By Elena Bras, Museum of the American Revolution
The Museum of the American Revolution hosted “History After Hours: Power of the Press” on Tuesday, May 15, from 5:00 – 8:00 p.m.
This event is part of the Museum of the American Revolution’s monthly History After Hours series, which features extended evening hours until 8 p.m., special themed programs, happy hour food and drink specials in Cross Keys Café from 5 – 7 p.m., and full access to the exhibits. The Museum highlighted the theme of press and printing and its impact during the American Revolution in several ways.
Ben Bartgis, a book historian and bookbinder demonstrated the process of printed sheets becoming pamphlets and books. Visitors could make their own pamphlet, featuring poetry by Phillis Wheatley or a mini booklet of The American Crisis by Thomas Paine.
Stamps featuring historical letters and symbols were also available as printing tools for guests as they made their own political pamphlet or broadside. Also offered in the lobby was a re-created Liberty Tree. Guests could write down answers in response to the prompt “How will they carry on the Revolution?” and add them to the life-size tree vinyl placed on one of the lobby walls.

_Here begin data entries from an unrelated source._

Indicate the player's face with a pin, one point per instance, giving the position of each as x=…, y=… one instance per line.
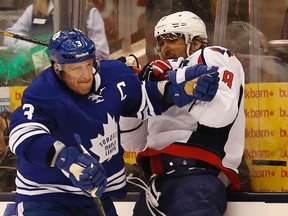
x=79, y=76
x=172, y=45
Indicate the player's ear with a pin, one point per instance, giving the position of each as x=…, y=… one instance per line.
x=196, y=44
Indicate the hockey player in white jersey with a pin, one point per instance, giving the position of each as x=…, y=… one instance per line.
x=192, y=153
x=80, y=97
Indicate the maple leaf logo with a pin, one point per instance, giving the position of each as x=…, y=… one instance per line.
x=107, y=145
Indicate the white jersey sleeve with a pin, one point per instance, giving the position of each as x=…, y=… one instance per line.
x=223, y=109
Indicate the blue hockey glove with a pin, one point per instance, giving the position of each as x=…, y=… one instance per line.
x=157, y=70
x=183, y=90
x=206, y=87
x=84, y=171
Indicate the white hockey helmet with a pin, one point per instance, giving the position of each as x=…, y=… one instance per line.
x=184, y=22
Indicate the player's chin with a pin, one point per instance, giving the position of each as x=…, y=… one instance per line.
x=83, y=89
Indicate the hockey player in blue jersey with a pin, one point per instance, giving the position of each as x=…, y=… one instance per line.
x=80, y=97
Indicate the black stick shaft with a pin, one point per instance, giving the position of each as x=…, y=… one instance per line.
x=21, y=37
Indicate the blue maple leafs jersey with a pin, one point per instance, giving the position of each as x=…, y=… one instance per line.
x=51, y=112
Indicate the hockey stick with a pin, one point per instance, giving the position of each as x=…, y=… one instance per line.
x=21, y=37
x=77, y=170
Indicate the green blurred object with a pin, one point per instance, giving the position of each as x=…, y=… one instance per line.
x=23, y=66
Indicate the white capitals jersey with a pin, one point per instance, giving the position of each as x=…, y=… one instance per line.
x=208, y=131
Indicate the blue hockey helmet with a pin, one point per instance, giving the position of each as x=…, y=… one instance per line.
x=71, y=46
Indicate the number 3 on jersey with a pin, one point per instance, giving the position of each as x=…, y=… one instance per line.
x=228, y=78
x=28, y=110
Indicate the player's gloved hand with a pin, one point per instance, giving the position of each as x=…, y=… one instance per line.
x=182, y=92
x=157, y=70
x=206, y=87
x=84, y=171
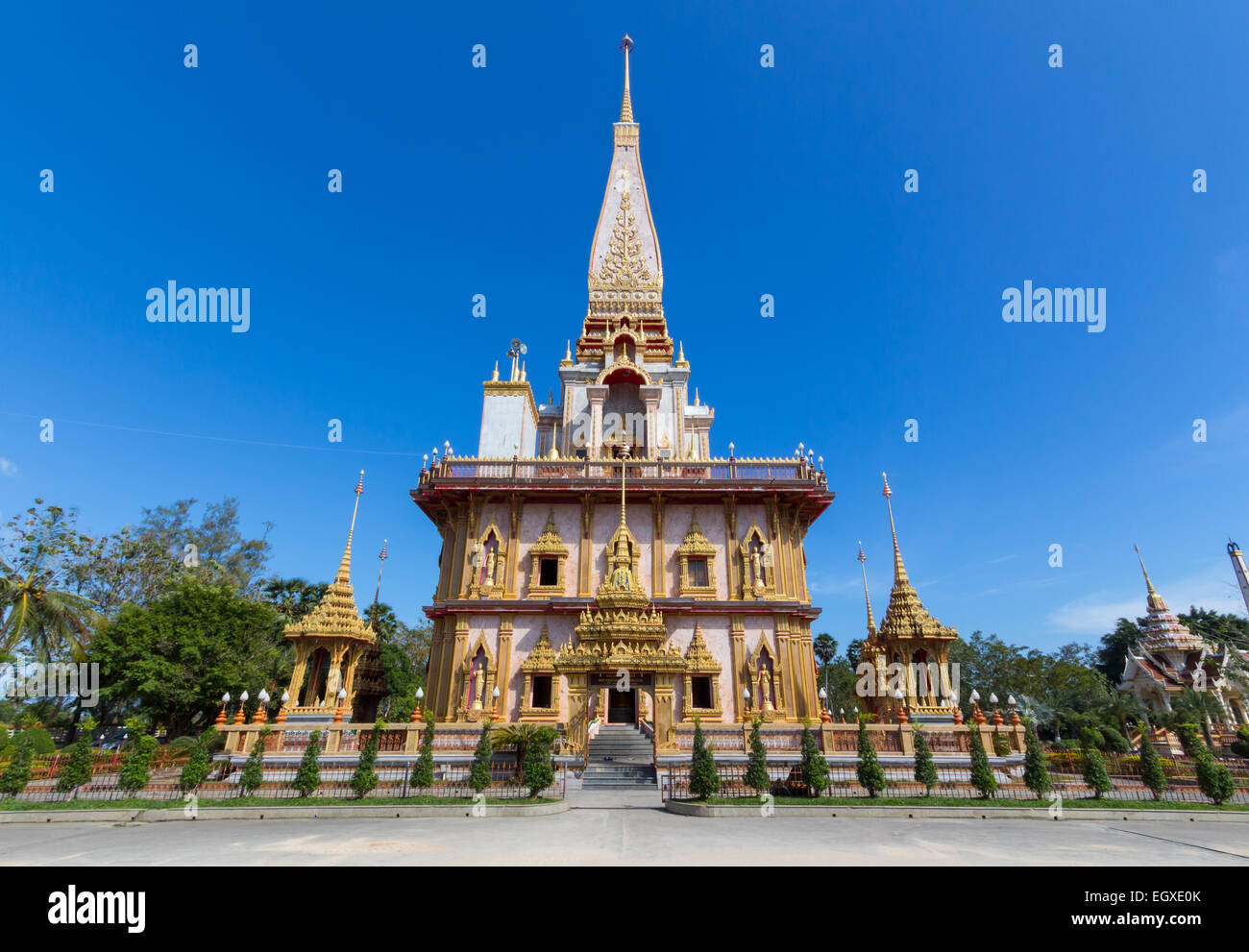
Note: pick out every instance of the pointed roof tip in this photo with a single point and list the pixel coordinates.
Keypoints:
(625, 101)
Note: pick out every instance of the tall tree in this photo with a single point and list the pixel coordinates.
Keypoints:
(40, 614)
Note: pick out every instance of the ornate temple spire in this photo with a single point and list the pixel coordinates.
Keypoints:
(344, 574)
(625, 103)
(870, 622)
(625, 271)
(899, 570)
(1162, 630)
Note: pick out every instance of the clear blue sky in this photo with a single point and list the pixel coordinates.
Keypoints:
(785, 182)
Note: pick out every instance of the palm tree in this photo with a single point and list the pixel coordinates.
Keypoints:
(38, 615)
(520, 736)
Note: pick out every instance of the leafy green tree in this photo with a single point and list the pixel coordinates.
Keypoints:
(307, 777)
(254, 768)
(925, 771)
(703, 777)
(1214, 778)
(176, 656)
(16, 774)
(982, 772)
(815, 765)
(479, 776)
(76, 771)
(38, 610)
(870, 773)
(1036, 769)
(199, 764)
(538, 768)
(136, 768)
(1095, 773)
(363, 780)
(1150, 765)
(423, 771)
(757, 768)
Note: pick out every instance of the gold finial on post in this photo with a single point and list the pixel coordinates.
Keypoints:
(625, 103)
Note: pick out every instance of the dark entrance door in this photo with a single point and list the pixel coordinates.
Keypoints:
(621, 706)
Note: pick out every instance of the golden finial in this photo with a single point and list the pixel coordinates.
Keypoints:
(899, 570)
(625, 103)
(345, 565)
(870, 622)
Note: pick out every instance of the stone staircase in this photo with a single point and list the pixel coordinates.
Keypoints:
(620, 757)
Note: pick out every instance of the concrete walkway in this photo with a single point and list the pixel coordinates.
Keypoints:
(602, 830)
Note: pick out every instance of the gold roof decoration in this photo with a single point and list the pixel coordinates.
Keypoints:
(1162, 630)
(542, 656)
(550, 541)
(907, 618)
(695, 543)
(336, 616)
(698, 657)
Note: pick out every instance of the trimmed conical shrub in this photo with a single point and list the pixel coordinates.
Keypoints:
(307, 777)
(254, 769)
(757, 768)
(423, 771)
(703, 778)
(363, 780)
(925, 771)
(982, 772)
(870, 773)
(1150, 765)
(1036, 769)
(815, 765)
(479, 777)
(78, 769)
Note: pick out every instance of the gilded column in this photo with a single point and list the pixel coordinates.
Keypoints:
(658, 557)
(504, 665)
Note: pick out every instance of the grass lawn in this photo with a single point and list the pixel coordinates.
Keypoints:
(133, 803)
(1087, 803)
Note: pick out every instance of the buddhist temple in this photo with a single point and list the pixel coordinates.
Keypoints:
(1169, 659)
(600, 565)
(336, 673)
(910, 652)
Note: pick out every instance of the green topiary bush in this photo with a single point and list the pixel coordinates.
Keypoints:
(982, 773)
(423, 771)
(254, 769)
(1036, 769)
(815, 765)
(925, 771)
(703, 777)
(76, 771)
(363, 780)
(16, 774)
(870, 773)
(757, 768)
(479, 776)
(199, 764)
(307, 777)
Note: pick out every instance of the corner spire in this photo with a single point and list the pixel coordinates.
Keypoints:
(899, 570)
(345, 565)
(625, 103)
(870, 622)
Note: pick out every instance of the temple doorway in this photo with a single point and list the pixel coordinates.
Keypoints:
(621, 706)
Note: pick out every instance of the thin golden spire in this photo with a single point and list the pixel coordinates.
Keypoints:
(345, 565)
(870, 622)
(625, 103)
(899, 570)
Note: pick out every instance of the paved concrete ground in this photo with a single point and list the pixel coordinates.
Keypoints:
(610, 827)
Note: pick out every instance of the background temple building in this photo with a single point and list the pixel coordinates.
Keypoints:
(596, 561)
(1169, 657)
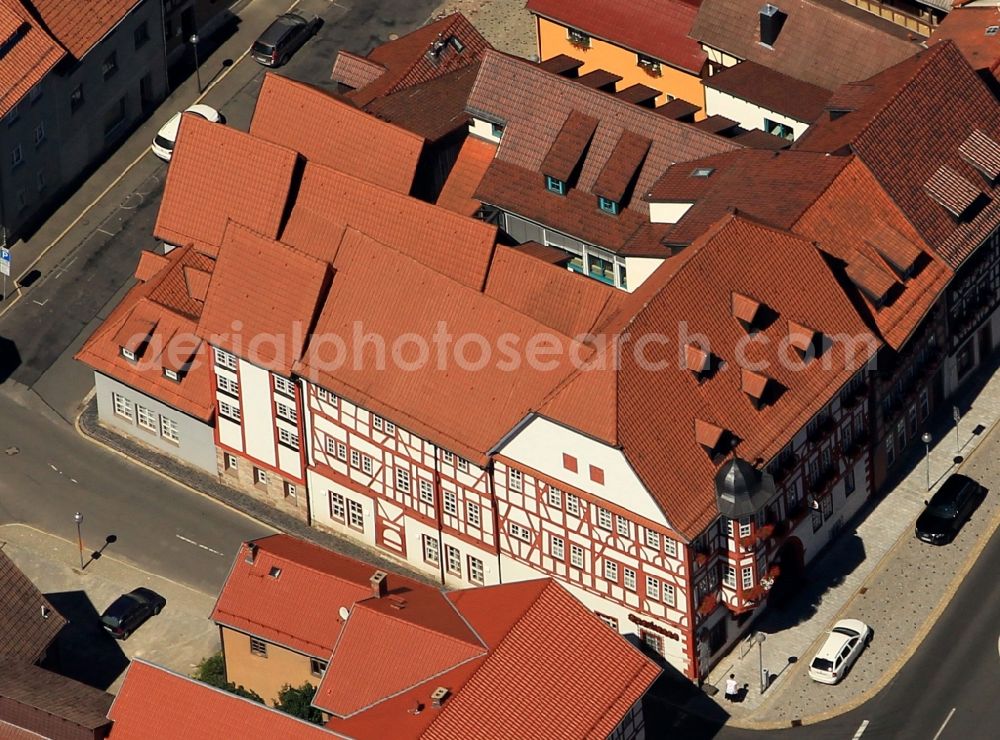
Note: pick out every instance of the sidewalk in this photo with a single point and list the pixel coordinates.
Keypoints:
(177, 639)
(877, 572)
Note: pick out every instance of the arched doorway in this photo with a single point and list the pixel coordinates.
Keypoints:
(791, 560)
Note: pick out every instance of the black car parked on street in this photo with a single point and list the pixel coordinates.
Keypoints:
(948, 510)
(130, 610)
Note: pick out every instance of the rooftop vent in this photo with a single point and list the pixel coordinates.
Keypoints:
(380, 586)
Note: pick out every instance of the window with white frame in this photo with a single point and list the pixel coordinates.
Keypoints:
(519, 532)
(123, 407)
(145, 417)
(288, 439)
(287, 412)
(432, 553)
(355, 515)
(515, 480)
(472, 514)
(629, 578)
(477, 573)
(611, 570)
(453, 560)
(169, 430)
(225, 359)
(338, 507)
(653, 539)
(284, 386)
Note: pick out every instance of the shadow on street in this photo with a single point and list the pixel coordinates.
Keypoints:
(85, 651)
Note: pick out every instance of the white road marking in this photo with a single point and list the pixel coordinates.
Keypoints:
(196, 544)
(945, 723)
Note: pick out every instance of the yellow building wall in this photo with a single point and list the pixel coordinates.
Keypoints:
(267, 675)
(553, 41)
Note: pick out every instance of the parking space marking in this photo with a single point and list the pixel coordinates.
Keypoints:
(197, 544)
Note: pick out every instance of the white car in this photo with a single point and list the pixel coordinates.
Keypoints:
(166, 137)
(843, 646)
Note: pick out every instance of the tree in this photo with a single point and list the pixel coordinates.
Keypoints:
(298, 702)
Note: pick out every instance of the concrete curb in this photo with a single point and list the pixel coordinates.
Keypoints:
(914, 644)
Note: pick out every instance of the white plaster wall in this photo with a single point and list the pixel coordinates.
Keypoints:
(541, 444)
(258, 420)
(747, 114)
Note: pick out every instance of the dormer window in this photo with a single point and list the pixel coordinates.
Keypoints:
(608, 206)
(554, 185)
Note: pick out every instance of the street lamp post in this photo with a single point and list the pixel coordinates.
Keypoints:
(197, 67)
(78, 518)
(926, 437)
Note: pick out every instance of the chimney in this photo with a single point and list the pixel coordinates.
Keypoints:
(379, 585)
(771, 21)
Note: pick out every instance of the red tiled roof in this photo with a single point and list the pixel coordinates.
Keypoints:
(907, 123)
(534, 104)
(771, 89)
(638, 406)
(656, 28)
(473, 160)
(165, 305)
(157, 704)
(218, 173)
(570, 304)
(423, 301)
(432, 109)
(291, 114)
(409, 60)
(24, 633)
(822, 42)
(32, 53)
(454, 245)
(80, 25)
(270, 290)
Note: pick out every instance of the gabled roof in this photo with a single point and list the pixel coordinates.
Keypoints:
(27, 53)
(157, 704)
(639, 404)
(423, 301)
(655, 28)
(330, 132)
(534, 105)
(771, 89)
(822, 42)
(907, 123)
(261, 289)
(80, 25)
(163, 303)
(328, 201)
(419, 56)
(570, 304)
(218, 173)
(52, 696)
(25, 630)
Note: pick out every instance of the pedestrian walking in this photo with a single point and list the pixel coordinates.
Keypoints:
(732, 690)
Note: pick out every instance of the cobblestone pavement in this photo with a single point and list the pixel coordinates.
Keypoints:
(177, 639)
(505, 23)
(879, 573)
(211, 486)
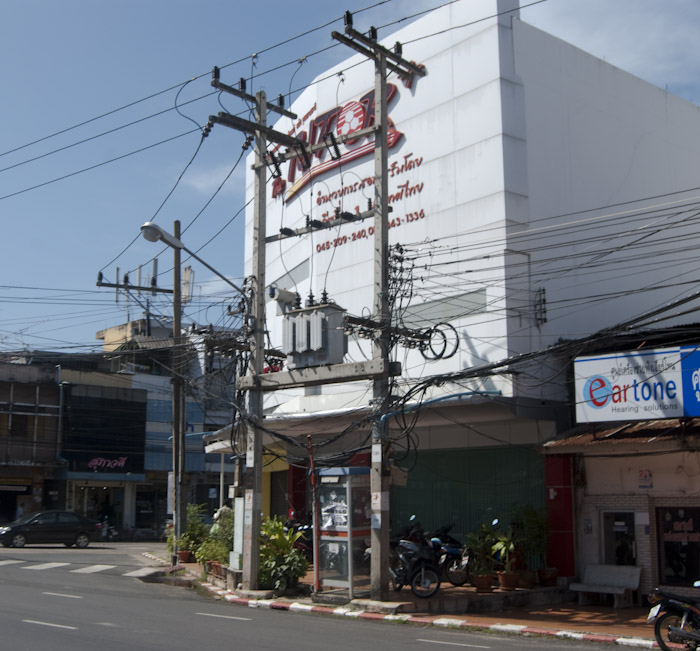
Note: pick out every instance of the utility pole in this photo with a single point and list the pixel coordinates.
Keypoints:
(253, 475)
(178, 432)
(379, 480)
(253, 483)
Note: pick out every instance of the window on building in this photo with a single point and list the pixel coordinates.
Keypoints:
(678, 545)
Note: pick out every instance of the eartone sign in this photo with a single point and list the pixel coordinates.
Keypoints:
(639, 385)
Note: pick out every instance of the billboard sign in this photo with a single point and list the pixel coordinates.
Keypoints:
(638, 385)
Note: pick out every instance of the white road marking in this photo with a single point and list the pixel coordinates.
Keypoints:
(33, 621)
(239, 619)
(60, 594)
(44, 566)
(90, 569)
(144, 571)
(471, 646)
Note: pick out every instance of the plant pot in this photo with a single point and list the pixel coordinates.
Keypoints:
(508, 580)
(527, 579)
(483, 582)
(548, 576)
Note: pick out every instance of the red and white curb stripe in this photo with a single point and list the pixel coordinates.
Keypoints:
(444, 622)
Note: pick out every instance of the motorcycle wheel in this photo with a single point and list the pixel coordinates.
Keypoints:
(666, 641)
(456, 573)
(425, 581)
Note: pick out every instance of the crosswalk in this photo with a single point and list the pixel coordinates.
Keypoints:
(86, 569)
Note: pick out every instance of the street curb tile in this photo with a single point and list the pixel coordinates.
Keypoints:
(443, 622)
(636, 641)
(507, 628)
(448, 622)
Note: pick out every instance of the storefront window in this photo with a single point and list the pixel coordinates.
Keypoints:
(678, 545)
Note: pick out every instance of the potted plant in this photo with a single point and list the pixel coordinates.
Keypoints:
(281, 563)
(535, 529)
(481, 563)
(504, 548)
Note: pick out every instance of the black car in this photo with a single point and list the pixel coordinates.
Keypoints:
(49, 527)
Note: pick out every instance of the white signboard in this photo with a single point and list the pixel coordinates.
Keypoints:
(638, 385)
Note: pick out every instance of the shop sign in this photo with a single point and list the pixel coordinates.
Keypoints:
(638, 385)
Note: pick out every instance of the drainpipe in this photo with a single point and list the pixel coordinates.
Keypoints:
(59, 434)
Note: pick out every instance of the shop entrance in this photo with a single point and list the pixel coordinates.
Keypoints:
(99, 501)
(619, 542)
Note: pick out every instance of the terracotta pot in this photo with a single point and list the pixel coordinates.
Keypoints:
(483, 582)
(508, 580)
(548, 576)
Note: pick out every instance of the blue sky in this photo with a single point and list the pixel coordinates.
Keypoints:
(68, 212)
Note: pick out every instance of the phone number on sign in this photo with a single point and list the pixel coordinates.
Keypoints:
(365, 233)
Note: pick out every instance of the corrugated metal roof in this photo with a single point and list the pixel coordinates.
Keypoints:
(622, 435)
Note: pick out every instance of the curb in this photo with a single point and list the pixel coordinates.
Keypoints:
(440, 622)
(443, 622)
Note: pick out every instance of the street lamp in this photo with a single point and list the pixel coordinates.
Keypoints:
(154, 233)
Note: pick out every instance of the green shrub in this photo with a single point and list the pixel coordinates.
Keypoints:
(281, 564)
(212, 550)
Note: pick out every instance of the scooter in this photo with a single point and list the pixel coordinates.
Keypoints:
(453, 557)
(676, 619)
(108, 531)
(414, 563)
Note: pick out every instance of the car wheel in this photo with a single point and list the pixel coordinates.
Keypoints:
(82, 540)
(18, 540)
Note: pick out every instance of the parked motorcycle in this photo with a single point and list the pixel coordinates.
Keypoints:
(108, 531)
(676, 619)
(413, 563)
(453, 558)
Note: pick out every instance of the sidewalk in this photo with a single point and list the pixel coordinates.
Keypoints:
(604, 624)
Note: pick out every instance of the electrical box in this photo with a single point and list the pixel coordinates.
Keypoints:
(314, 336)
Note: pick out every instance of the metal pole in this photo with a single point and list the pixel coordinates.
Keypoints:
(177, 396)
(379, 573)
(253, 485)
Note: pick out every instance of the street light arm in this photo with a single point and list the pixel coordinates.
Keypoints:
(208, 266)
(154, 233)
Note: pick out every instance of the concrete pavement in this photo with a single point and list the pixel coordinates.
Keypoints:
(602, 624)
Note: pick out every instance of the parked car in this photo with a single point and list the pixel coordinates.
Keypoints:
(49, 527)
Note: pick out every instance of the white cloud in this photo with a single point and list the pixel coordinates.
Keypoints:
(652, 39)
(206, 181)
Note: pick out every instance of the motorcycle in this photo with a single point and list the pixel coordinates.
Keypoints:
(453, 558)
(108, 531)
(676, 619)
(414, 563)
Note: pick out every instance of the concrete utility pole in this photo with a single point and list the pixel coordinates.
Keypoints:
(379, 479)
(253, 478)
(253, 483)
(178, 431)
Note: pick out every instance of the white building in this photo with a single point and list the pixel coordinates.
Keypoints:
(541, 194)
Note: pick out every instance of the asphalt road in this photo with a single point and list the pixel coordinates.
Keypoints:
(61, 599)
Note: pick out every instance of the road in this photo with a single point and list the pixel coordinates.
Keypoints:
(79, 600)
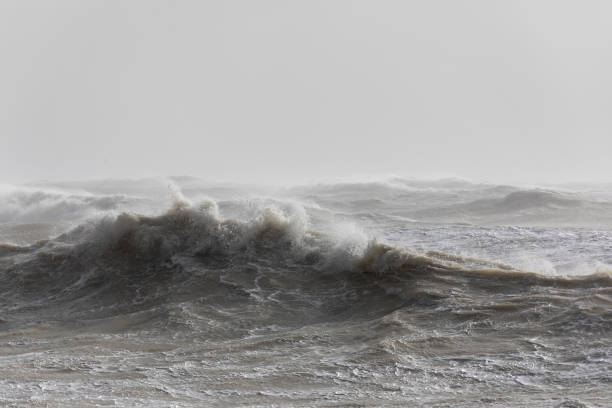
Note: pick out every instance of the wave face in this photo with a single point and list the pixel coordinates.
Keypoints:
(311, 296)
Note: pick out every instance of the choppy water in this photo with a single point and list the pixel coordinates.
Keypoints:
(397, 292)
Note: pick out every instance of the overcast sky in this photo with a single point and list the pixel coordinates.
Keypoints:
(279, 91)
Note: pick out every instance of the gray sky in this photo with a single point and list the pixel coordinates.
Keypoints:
(275, 91)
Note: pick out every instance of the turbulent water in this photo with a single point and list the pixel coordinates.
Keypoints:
(396, 292)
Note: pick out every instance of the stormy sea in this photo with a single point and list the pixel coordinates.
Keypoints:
(181, 292)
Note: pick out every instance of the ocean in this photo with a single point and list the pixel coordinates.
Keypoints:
(390, 292)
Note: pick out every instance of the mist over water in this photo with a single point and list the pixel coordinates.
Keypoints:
(180, 292)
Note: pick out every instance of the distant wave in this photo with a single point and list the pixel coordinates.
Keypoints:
(31, 205)
(118, 258)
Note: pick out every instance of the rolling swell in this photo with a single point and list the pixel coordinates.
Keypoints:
(132, 263)
(263, 308)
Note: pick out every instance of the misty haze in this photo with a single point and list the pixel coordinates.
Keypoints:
(305, 203)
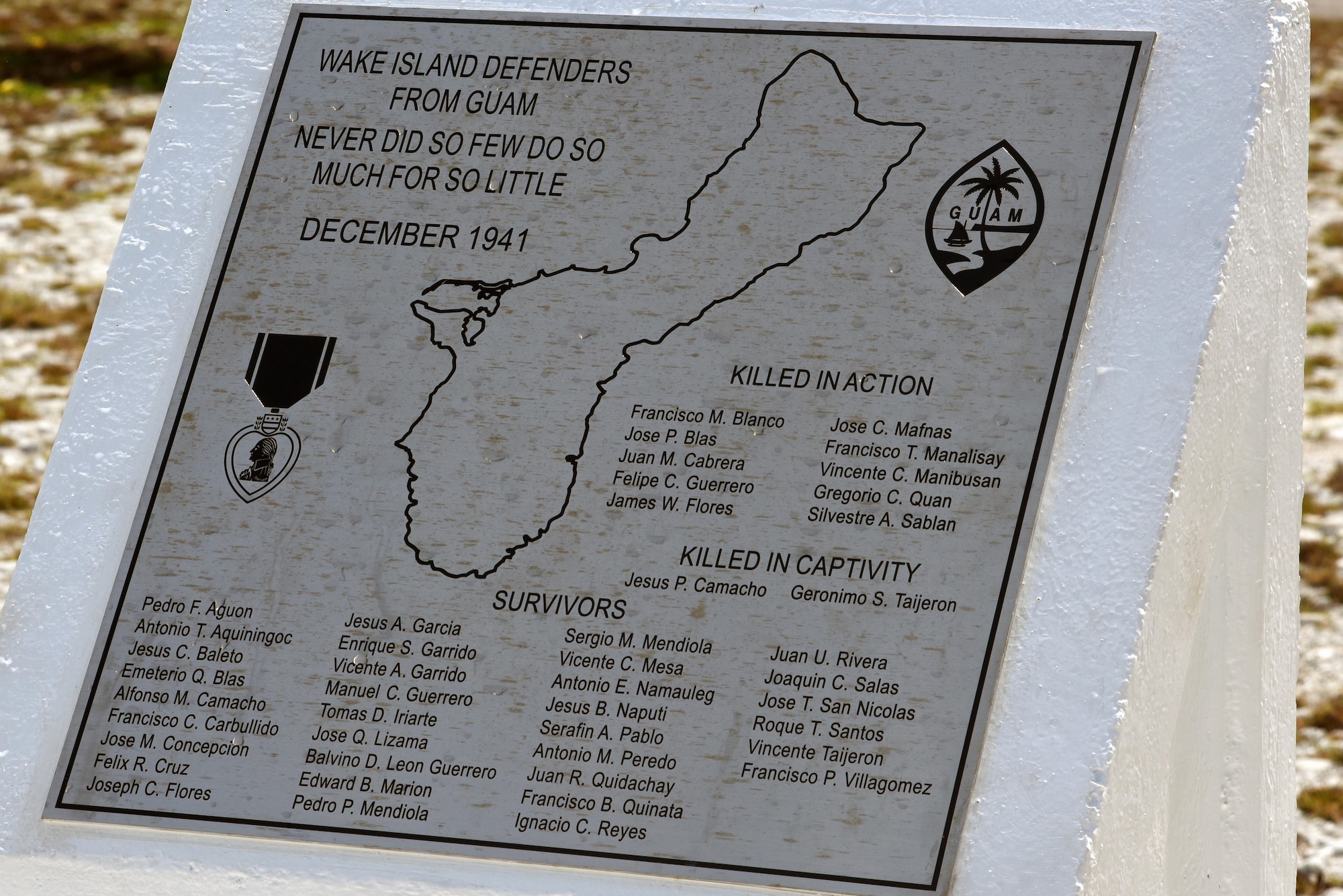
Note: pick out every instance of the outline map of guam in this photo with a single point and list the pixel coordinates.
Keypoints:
(495, 454)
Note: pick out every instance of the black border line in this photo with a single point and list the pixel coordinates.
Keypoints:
(1084, 271)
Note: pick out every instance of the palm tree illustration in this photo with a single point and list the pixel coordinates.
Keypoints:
(993, 184)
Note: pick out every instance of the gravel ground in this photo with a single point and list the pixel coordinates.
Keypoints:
(68, 164)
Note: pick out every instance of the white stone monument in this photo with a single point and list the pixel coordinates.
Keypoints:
(800, 542)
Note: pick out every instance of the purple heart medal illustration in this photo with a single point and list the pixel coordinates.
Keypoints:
(284, 370)
(985, 217)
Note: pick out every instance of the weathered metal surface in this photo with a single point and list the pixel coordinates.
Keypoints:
(655, 416)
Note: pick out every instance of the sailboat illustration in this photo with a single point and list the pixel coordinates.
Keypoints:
(958, 236)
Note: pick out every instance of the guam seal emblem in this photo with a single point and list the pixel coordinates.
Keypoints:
(283, 372)
(985, 217)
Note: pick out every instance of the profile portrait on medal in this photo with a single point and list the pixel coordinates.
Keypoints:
(284, 370)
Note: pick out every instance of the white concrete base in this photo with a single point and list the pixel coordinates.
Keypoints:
(1142, 730)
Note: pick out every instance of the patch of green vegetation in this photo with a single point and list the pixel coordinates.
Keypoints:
(36, 224)
(1328, 715)
(111, 42)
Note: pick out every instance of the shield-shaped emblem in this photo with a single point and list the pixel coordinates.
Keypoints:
(985, 217)
(284, 370)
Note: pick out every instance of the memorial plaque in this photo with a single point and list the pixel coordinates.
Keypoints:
(612, 443)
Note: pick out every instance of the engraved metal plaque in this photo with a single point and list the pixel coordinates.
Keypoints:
(612, 443)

The Museum café also offered special happy hour-priced food and drinks, with a signature cocktail made for the event. Guests could enjoy these in either the café or in the lobby with the activities.
Museum Registrar Michelle Moskal gave a tour during the event that examined the challenges of displaying paper collection items. Some of the objects featured included a signed book of poems by the first published female African American poet, Phillis Wheatley. In the featured gallery, a costumed educator stood under the replica of the Boston Liberty Tree as they told stories of the Sons and Daughters of Liberty who would post broadsides to revolt against the British tyranny. In the same gallery, the touch-screen interactive “Posters of Protest” was also called out. Guests could interact with original broadsides on the digital platform by expanding on original text and translate era-specific language.
Finally, guests and staff were invited to donate a book to Tree House Books, a Giving Library and Literacy Center in North Philadelphia. The organization provides free books to the community as well as programs that increase literacy skills to promote a lifelong love of reading and writing in children. At each History After Hours event, the Museum partners with a specific organization that ties to the theme of the night.